What a fascinating character study. Christina is a strong personality, she’s smart, compassionate, and a part of her is broken from a devastating event in her past. In her quest to confront and overcome her broken pieces she takes up with a charming magician, Reynaldo the Magnificent, who isn’t as charming as he presents himself. Dr. Devon Park is facing a spiritual crisis of his own. His past was nothing like I would have imagined and set me back to consider the consequences and how they were affecting his present and future. This was not a light read for me, the emotional turmoil felt real.
The secondary characters are fully developed and vital to keep Christina balanced. I enjoyed each of them. They were realistic and added support in a believable way. Devon’s Asian background added a level of realism and responsibility, which was fitting, and I fully appreciated his dilemma.
This character driven plot moved at a realistic speed as events presented themselves for readers to consider how they might have handled each situation.

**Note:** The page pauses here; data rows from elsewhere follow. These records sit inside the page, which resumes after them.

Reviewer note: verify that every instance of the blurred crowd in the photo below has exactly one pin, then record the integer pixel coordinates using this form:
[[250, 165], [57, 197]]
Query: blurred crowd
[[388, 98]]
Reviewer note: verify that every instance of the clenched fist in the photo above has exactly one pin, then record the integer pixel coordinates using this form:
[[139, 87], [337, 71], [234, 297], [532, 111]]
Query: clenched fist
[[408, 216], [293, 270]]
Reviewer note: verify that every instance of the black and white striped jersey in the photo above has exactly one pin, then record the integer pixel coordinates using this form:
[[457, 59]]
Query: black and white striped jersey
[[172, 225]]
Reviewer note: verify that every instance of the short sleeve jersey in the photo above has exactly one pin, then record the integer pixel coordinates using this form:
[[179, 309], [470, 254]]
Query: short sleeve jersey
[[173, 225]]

Then turn their support fully to Christina for the best possible outcome. She handles it with class and determination. I thoroughly enjoyed her poignant journey as I cheered her on. Dr. Devon was a heart-throb. I really enjoyed his part in the book. Reynaldo the Magnificent was a unique and interesting character. I think my favorite character in this story was the old man, Herbert, who owned the magic shop.
I found no significant errors in proofing or formatting.